How to Manage Tyrant Toddler Behavior

Boy Crying
Toddler Tantrums. Lawrence Manning / Getty Images

Toddlers are such incredible creatures of change. Their likes and dislikes are changing constantly. The same goes for toddler behavior. Toddlers go through such intense developmental, emotional and physical changes in such short amounts of time. In addition, they are developing language and asserting their newfound independence. It is normal for toddlers to throw tantrums and exhibit some less than desirable behavior as they learn about themselves and the world around them. Here are some tips for managing bad behaviors.

1. Keep the Focus on Your Youngster's Positive Toddler Behavior

Toddlers need heaps of affection and attention to encourage positive behavior and to redirect not-so-nice actions. When toddlers are doing something wrong, it is important for parents to acknowledge positive toddler behavior. Be specific in your praise. For example, say: "It's good that you and Jason are taking turns with your new Batman figure" rather than "You and Jason are playing nicely." Parents' comments and reinforcement are what help to teach a young kid the right toddler behavior.

2. Ignore Specific Bad Behavior

This, of course, may not always be possible and safety must always be the utmost concern. A parent's attention is the most powerful way to influence a toddler's behavior. Negative attention by a parent is sometimes preferred by a toddler than no attention. Keep this in mind when rewarding bad behaviors through attention. Instead, provide lots of hugs and praise for every positive toddler behavior.

3. Notice Patterns of Toddler Behavior

Don't set your young one up to fail. Being consistent and maintaining a routine is important for toddlers, especially with sleep, food, and discipline.
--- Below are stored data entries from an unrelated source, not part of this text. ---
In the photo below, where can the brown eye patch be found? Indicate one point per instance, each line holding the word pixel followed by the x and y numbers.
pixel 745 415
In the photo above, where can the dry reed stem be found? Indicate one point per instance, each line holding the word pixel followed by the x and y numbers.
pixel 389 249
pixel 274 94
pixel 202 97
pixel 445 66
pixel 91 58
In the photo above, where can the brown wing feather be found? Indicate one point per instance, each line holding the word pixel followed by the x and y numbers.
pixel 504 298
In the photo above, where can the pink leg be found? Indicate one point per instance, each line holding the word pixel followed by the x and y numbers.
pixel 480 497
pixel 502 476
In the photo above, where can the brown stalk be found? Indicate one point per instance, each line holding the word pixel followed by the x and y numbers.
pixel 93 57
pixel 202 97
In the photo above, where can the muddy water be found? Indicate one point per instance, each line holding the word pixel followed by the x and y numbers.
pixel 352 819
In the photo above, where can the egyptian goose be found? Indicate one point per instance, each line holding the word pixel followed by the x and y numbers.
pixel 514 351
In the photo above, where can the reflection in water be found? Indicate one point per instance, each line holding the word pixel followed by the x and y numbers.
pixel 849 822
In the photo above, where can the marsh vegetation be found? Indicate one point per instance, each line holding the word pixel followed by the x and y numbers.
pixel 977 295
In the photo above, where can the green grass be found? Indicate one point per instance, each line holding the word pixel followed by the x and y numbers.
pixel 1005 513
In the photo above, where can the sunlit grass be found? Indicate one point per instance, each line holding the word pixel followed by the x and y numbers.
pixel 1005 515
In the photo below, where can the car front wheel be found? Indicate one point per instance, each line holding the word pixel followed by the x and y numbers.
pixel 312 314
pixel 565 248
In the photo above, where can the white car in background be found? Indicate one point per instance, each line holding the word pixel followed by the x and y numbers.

Avoid errands when your kid is hungry or tired, if possible. Bedtime is a struggle for many toddlers because they lack the physical and emotional self-control to balance their needs and wants. Parents must structure a daily and night-time routine that eliminates discussion and negotiation.

4. Use the 'Time Out' Technique

This effective toddler behavior tyrant tamer really does work. Experts recommend placing a toddler in time out until he is quiet for about three minutes. Avoid lecturing to your kid before or after time out. Parent comments should be limited to fewer than 10 words. "Madison, no biting. Sit in the chair now!"

One last bit of wisdom. Toddler behavior (good, bad or otherwise) is a phase. With constant positive reinforcement and time, toddlers will be out of the terrible twos and threes and other typical toddler behaviors entirely and parents will be facing new challenges.